Il sole fuori, attorno a me, nubi di tempesta dentro il mio cuore che aggrediscono la mia anima.
Chiesi ancora aiuto, capii che bisognava parlare.
Dissi cose a molti, parlai tanto, forse troppo, fino a quando le mie parole iniziarono a perdere ogni valore e diventai solo il brusio di un fastidioso lamento.
Parole vane, parole vuote di consistenza e capaci solo di autolesionismo senza scalfire l’ animo di chi le ascolta.
Dov’è il mio nocchiere?
Nave persa senza rotta ne ricordo di quella ormai smarrita.
Persi la mia lucidità a favore della mia confusione.

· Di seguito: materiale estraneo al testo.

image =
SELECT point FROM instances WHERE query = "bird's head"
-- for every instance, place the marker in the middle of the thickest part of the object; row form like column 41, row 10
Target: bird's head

Volevo la compagnia di persone per non restare solo. Da solo.
“Solamente la solitudine mi avrebbe reso solo” così bastava evitarla.
Scelsi di stare insieme con gli altri, di condividere con tutti i miei pensieri, i miei gesti, le mie finte battute, il mio umorismo che fidatamente custodiva la mia malinconia.
Un uomo è invalido non solo se non può estrinsecare i suoi atti fisici. La mia era una invalidità pervenuta dai limiti della mia gabbia mentale.
Prigioniero di quel carceriere che governava la mia mente fin da quando riuscii a percepire il mio intorno e tutto ciò che poteva nuocermi.
Iniziai a capire che se non avessi combattuto, mi avrebbero attaccato e allora provai a combattere come mi avevano insegnato a fare. Faceva male ancora di più a volte. Capii che chi combatte perde, ancora non sapevo che chi si difende ha già perso.
Decisi allora di difendermi, di erigere le mie difese, il riflesso più antico, quello che fisiologicamente meglio funziona: allontanarsi dall’ origine del dolore!